LONDON – Police scuffled with protesters as Olympians and dignitaries carried the torch Sunday during a chaotic relay through snowy London.
Demonstrators tried to board a relay bus after five-time Olympic gold medalist rower Steve Redgrave launched procession at Wembley Stadium — presaging a number of clashes with police along the torch’s 31-mile journey.
In west London, a protester tried to grab the torch out of the hands of a TV presenter, forcing police to briefly stop the procession as officers detained the man. Another demonstrator tried to snuff out the flame with what appeared to be a fire extinguisher.
Others in the crowd threw themselves at torchbearers running past in official Beijing 2010 Olympics tracksuits, surrounded by a phalanx of security officials jogging alongside them to protect them — and the torch — from protesters.
The protests have forced officials to make unscheduled changes to the relay route, Metropolitan Police said. Thirty people have been arrested.

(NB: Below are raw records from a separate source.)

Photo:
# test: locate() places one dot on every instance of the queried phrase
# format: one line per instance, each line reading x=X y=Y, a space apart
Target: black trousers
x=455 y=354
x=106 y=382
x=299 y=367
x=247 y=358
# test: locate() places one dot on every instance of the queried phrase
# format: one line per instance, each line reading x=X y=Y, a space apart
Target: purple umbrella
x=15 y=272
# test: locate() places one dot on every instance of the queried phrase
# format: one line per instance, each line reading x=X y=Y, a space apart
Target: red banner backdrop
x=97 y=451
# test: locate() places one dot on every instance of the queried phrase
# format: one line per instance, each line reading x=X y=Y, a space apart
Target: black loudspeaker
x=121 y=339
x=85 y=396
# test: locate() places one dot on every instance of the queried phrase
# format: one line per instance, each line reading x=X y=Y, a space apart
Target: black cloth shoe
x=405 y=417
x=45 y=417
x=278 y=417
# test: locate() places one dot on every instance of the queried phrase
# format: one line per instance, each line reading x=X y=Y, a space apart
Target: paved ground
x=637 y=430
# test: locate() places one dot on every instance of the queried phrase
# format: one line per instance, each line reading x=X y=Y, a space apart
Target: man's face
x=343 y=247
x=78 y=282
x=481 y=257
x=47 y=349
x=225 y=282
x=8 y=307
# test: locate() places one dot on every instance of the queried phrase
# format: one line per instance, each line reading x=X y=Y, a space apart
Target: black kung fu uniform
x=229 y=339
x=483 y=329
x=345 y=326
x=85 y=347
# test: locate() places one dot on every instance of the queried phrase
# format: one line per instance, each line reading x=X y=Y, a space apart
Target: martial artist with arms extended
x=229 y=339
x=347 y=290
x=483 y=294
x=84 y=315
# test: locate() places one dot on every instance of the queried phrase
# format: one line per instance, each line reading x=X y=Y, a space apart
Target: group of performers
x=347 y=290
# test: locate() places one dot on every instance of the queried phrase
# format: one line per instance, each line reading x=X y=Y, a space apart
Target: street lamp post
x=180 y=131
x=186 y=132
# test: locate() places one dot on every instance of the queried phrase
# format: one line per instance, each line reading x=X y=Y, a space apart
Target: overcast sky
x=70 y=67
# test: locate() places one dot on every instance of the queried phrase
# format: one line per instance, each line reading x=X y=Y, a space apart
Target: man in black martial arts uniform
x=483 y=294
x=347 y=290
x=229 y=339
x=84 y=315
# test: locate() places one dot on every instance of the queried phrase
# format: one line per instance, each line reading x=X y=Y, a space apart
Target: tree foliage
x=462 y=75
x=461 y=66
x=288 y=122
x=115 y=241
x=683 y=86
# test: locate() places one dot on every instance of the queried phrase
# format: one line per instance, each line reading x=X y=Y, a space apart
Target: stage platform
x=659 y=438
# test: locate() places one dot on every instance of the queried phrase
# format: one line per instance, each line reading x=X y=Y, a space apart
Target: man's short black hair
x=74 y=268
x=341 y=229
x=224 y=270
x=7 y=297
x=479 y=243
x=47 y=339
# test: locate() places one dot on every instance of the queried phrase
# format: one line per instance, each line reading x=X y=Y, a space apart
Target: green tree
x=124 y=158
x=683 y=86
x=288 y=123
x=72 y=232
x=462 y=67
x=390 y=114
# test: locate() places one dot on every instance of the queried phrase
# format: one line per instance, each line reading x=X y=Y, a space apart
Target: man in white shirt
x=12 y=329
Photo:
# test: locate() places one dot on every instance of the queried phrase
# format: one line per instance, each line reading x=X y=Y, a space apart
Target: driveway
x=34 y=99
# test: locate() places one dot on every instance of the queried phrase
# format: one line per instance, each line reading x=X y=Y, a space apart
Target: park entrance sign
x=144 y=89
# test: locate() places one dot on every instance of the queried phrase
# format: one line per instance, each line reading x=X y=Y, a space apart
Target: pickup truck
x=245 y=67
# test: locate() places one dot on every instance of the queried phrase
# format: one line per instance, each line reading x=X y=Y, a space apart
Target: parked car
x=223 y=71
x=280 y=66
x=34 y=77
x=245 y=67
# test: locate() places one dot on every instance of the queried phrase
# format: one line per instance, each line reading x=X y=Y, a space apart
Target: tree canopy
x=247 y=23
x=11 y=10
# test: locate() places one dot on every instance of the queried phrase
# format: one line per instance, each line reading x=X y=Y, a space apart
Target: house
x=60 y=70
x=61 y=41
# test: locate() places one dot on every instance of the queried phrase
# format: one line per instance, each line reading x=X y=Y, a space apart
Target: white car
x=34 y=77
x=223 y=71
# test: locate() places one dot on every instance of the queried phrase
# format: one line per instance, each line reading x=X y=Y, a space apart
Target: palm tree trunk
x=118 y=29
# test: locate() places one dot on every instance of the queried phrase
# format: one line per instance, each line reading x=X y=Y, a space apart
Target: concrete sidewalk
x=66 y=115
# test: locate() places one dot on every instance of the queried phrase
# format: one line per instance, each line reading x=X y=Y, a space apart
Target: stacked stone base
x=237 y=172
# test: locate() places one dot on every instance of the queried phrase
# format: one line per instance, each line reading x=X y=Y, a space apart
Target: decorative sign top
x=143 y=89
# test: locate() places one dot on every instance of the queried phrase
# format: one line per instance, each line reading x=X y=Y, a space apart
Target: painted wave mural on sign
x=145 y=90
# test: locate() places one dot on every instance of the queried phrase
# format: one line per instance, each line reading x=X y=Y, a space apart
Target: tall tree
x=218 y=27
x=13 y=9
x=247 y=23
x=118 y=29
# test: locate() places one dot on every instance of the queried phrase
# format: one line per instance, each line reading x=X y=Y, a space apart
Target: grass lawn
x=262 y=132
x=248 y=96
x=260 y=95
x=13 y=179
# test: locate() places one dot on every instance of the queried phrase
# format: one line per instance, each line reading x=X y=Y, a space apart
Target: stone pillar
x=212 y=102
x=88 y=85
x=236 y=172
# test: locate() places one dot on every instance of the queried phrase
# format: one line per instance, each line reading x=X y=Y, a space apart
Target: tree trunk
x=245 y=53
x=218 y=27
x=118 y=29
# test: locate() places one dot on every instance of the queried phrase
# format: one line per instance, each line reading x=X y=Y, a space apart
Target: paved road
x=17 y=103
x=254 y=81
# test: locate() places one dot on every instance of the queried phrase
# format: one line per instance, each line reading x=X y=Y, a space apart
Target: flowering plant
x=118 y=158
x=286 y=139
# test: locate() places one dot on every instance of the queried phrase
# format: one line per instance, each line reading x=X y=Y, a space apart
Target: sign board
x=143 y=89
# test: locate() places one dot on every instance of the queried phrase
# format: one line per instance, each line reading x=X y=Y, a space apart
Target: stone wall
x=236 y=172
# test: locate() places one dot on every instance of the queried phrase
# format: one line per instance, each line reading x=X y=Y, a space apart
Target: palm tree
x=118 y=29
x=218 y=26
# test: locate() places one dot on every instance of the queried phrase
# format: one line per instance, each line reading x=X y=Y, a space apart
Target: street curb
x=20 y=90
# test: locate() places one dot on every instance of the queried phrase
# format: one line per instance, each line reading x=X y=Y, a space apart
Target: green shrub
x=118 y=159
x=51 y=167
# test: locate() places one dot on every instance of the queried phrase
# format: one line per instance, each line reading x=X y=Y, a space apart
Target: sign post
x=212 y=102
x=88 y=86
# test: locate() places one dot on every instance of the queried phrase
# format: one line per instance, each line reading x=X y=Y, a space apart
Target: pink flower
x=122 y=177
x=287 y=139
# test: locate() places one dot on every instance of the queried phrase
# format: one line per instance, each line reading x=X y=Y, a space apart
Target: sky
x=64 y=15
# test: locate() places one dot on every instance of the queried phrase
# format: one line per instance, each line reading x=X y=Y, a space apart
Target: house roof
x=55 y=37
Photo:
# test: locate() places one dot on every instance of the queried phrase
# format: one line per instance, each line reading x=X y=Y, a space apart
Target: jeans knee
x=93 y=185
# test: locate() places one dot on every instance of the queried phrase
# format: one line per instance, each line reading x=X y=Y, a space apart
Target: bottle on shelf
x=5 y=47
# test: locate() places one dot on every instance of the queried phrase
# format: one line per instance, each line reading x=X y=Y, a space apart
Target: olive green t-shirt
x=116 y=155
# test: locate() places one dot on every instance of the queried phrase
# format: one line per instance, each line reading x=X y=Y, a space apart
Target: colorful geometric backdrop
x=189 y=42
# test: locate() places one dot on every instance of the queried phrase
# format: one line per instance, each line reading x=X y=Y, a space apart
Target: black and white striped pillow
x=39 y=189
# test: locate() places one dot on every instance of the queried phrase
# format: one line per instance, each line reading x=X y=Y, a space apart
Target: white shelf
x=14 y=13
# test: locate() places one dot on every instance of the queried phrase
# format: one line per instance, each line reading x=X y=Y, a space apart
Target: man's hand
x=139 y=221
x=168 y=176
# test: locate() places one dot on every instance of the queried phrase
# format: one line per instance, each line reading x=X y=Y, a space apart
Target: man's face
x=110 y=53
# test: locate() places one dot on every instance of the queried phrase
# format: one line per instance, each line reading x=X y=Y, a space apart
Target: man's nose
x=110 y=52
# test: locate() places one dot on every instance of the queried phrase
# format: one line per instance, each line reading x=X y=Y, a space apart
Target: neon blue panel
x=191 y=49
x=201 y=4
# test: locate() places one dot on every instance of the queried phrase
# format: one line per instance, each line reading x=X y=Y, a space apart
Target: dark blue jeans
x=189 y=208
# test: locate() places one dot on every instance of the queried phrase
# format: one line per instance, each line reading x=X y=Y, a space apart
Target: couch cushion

British Prime Minister Gordon Brown briefly greeted the torch when it arrived outside his Downing Street residence as pro-Tibet demonstrators and police clashed yards away near Britain’s Parliament buildings.
Demonstrators swelled in number near the spot where Chinese Ambassador Fu Ying had been expected to carry the Olympic torch. Instead, Fu emerged with the torch in the heart of London’s Chinatown, managing to jog unhindered before handing it over to the next participant.
Along the route, hundreds of protesters chanted “Free Tibet!” “Stop killing in Tibet!” and “China, talk to Dalai Lama!”
In London’s historic Bloomsbury area, police separated anti-China protesters from flag-waving Chinese who turned out to support their nation and the Olympics.